10)  E poi c’è un passo esemplare, tratto dall’opera, Il cortegiano, che è considerata, giustamente, quella in cui trovano compiuta espressione gli ideali della cultura rinascimentale. Si propone il modello del perfetto uomo di corte, ma siccome l’uomo di corte è, in quella società, l’uomo per eccellenza, quello che ci viene proposto è il modello di uomo al suo più alto grado. Ed è un uomo, il passo in questione ce lo fa ben capire, dotato di “grazia”, che altro non è che la bellezza e l’armonia trasposte nei comportamenti. Il modello è quello di un uomo che appare bello (e dunque anche buono, secondo l’ideale della kalòkagathìa) in quanto aggraziato. Notate che è importante apparire, a prescindere da quello che si è naturalmente. La grazia è il prodotto di uno studio, di un controllo e di una repressione della propria naturalità. La naturalità non può emergere spontaneamente, perché questo comporterebbe la perdita di armonia ed equilibrio. La libera e naturale espressione dei sentimenti non è consentita, perché ciò toglie grazia, ovvero armonia, e quindi bellezza,  ai comportamenti. Dunque l’uomo che ha in mente il Rinascimento è un uomo artificioso (che ovviamente nasconde l’artificiosità), che persegue l’obiettivo di un razionale autocontrollo,  inteso ad occultare e a reprimere l’immediatezza dei sentimenti

___________________________________________________

1)  Il riquadro rappresenta la Natività, raffigurata nei tre momenti dell' annunciazione, dell'adorazione dei pastori, del lavaggio del bambino: la distanza temporale che separa i tre eventi è annullata, tanto che gli stessi personaggi (la Vergine e il bambino) compaiono due volte nello stesso riquadro (la Vergine forse tre volte, se è lei, e non un levatrice, una delle due donne che lavano il bambino).

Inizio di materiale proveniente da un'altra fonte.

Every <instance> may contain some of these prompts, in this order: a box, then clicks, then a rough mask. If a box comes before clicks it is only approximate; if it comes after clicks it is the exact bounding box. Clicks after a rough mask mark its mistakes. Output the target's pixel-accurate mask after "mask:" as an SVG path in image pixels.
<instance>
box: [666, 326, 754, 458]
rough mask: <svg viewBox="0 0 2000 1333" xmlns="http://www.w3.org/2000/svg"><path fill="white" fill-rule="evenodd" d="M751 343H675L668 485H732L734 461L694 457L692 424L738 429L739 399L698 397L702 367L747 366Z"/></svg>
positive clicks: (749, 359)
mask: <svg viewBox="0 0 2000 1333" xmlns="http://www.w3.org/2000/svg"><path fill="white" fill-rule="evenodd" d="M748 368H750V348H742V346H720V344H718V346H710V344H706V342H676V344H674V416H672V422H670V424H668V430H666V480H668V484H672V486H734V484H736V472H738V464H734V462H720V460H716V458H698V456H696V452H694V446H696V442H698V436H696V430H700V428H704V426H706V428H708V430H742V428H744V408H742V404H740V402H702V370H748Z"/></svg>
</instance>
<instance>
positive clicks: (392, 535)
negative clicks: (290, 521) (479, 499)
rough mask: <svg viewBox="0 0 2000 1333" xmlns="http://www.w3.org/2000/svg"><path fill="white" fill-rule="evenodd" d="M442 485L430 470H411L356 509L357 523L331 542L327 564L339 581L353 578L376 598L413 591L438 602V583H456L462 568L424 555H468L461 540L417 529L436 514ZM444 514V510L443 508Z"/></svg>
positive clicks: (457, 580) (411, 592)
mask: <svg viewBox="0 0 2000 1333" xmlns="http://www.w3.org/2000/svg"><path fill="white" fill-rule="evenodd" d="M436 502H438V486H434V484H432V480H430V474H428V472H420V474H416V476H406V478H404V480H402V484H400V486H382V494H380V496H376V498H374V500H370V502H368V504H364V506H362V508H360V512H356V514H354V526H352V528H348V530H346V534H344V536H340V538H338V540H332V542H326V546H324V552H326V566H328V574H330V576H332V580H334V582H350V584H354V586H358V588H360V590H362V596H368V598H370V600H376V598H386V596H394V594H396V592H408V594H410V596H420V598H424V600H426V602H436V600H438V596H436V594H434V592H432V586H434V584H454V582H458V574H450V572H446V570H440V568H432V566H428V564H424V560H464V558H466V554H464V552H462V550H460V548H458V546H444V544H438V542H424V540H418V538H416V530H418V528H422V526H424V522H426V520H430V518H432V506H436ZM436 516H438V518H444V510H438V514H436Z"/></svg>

2)  Anche qui, come nel riquadro di Nicola Pisano, sono raffigurati tre momenti diversi: la testa del Battista mostrata, presumibilmente, ad Erodiade, i musici che hanno accompagnato la danza di Salomè, la presentazione della testa al convito di Erode. Ma la differenza temporale che separa i tre momenti è segnalata, tramite la prospettiva, dalla distanza spaziale: sullo sfondo la prima scena, in un piano intermedio la seconda, in primo piano, e con grande risalto, la scena sconvolgente della presentazione della testa.